Is Stress Breaking Your Heart?
Whenever we experience stress, it affects us in more ways than one. In particular, stress takes its toll on our heart, which may lead to heart disease. Our body is an amazing machine – and especially our heart.
After all, it is built to last through 75 or so years without a hitch; It beats tirelessly, never rests, never gets exhausted, never suffers lactate build up and still takes us through maximum physical exertion of running to catch a toddler hell-bent on getting to the busy road! It can even take the super stress buzz of bungee jumping or motocross racing.
But the regular daily stress coupled with the ever increasing times when we max out with adrenaline means that over time, stress inevitably takes its toll on our hearts. Left unchecked, stress will contribute to heart ill-health and ultimately heart disease.
Now we all know that there is little you can do to avoid the adrenaline rush caused by chasing an errant child away from danger (and believe me, I know!), but you can better prepare your heart to deal with these challenges through regular exercise and making healthy food choices.
Stress induced heat disease can be improved with exercise and diet.
And whilst even doctors themselves debate on the benefits, or otherwise of all sorts of foodstuffs, ranging from red meat to eggs, oily fish to GM cereals, they all agree that for most people in the Western world, decreasing salt intake and increasing consumption of fresh vegetables will help. After all, your heart, like the rest of your body, is a product of what you eat and do.
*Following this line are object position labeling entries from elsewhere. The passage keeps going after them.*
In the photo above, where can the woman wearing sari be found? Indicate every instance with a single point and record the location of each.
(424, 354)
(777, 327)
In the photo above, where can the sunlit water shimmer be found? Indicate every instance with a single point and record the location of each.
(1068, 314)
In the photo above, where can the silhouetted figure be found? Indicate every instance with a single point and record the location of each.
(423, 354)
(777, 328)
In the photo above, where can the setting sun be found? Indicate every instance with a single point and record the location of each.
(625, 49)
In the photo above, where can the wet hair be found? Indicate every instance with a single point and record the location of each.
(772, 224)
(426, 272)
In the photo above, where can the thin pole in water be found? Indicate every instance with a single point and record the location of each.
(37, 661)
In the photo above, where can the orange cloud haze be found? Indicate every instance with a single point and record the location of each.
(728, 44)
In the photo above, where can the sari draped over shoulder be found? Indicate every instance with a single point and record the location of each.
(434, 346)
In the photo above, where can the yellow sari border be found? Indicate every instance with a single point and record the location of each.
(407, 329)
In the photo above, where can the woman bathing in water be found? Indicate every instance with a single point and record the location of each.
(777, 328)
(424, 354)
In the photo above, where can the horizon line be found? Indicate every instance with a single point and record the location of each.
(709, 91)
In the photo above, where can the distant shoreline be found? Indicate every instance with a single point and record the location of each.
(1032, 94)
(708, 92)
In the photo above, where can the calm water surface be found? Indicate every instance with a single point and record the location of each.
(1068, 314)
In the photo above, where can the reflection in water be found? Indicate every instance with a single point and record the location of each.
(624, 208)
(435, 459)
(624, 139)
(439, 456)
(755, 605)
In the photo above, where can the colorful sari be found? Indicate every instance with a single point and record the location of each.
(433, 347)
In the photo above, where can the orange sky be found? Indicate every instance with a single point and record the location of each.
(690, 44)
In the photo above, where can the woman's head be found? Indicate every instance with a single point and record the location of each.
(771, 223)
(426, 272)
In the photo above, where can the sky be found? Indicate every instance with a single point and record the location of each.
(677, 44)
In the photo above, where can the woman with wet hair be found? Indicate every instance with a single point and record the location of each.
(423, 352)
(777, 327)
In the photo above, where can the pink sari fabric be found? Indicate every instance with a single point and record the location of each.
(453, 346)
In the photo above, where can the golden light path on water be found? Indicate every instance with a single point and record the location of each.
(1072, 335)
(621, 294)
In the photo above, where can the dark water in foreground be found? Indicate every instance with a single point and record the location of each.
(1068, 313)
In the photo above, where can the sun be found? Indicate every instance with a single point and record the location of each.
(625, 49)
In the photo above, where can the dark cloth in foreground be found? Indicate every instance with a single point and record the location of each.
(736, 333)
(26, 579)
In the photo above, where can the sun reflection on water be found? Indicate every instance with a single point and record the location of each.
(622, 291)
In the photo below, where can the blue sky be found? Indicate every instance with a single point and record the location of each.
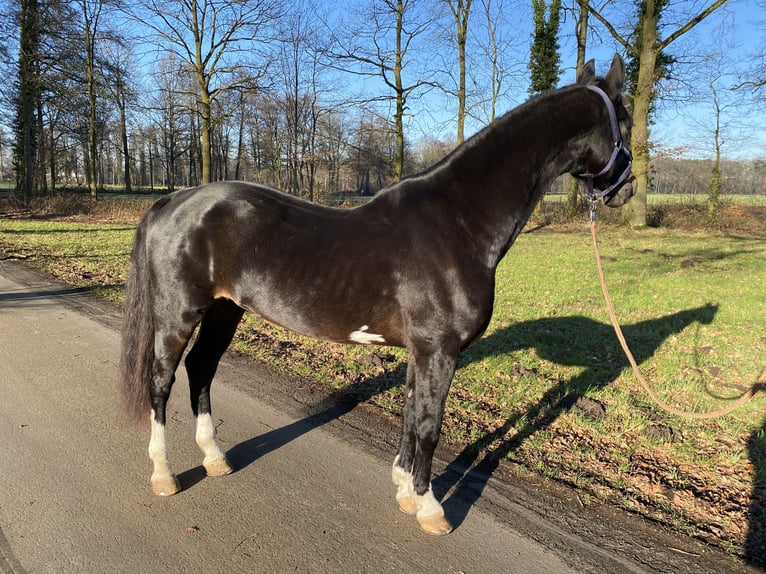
(685, 119)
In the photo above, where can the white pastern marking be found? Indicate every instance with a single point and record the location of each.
(428, 505)
(205, 438)
(158, 451)
(362, 336)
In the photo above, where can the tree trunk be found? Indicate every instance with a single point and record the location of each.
(634, 212)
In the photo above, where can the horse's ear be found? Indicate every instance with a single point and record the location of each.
(615, 78)
(587, 74)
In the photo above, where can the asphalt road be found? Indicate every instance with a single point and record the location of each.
(310, 492)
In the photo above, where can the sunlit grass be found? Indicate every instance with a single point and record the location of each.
(693, 310)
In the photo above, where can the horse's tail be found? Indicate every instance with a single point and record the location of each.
(137, 356)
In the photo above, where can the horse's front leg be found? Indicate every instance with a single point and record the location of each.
(428, 381)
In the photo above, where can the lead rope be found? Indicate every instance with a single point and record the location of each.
(739, 401)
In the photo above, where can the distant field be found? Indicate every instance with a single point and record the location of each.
(548, 387)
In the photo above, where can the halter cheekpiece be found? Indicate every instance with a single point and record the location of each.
(619, 148)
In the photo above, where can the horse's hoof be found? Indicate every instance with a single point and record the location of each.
(407, 505)
(218, 467)
(436, 524)
(166, 486)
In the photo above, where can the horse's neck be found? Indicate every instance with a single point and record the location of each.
(497, 177)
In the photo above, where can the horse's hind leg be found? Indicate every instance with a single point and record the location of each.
(217, 329)
(401, 473)
(424, 410)
(169, 346)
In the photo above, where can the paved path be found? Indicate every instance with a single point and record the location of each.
(74, 493)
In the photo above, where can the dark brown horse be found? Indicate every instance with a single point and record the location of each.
(413, 268)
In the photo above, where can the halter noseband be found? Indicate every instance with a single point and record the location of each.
(619, 148)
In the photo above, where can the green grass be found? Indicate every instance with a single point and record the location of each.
(693, 310)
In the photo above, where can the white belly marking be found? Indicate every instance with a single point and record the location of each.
(362, 336)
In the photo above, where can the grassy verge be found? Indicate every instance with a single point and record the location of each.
(547, 386)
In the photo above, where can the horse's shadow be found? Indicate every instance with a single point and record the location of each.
(567, 341)
(331, 408)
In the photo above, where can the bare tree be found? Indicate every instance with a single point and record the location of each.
(645, 43)
(217, 40)
(460, 10)
(381, 45)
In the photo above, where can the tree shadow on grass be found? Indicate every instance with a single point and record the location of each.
(568, 341)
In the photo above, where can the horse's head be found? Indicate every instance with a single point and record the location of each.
(606, 164)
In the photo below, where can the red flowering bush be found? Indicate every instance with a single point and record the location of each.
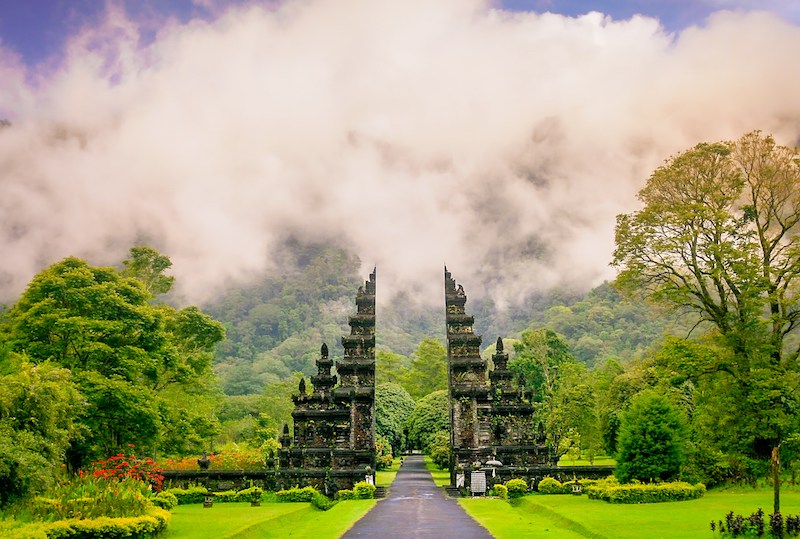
(122, 466)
So to reduce your risk of heart disease, you need to take better care of your heart. And if reducing the stress in your life is not wholly realistic right now, you can at least make better food choices and take moderate exercise. Not only will this put your heart in better physical shape and help it to respond to stress better, it will actually go a long way to reducing the stress you feel.
Learn what works for your own body. Take care of your heart. Eliminate the stress you can; and exercise and make better food choices to mitigate the stress you can’t.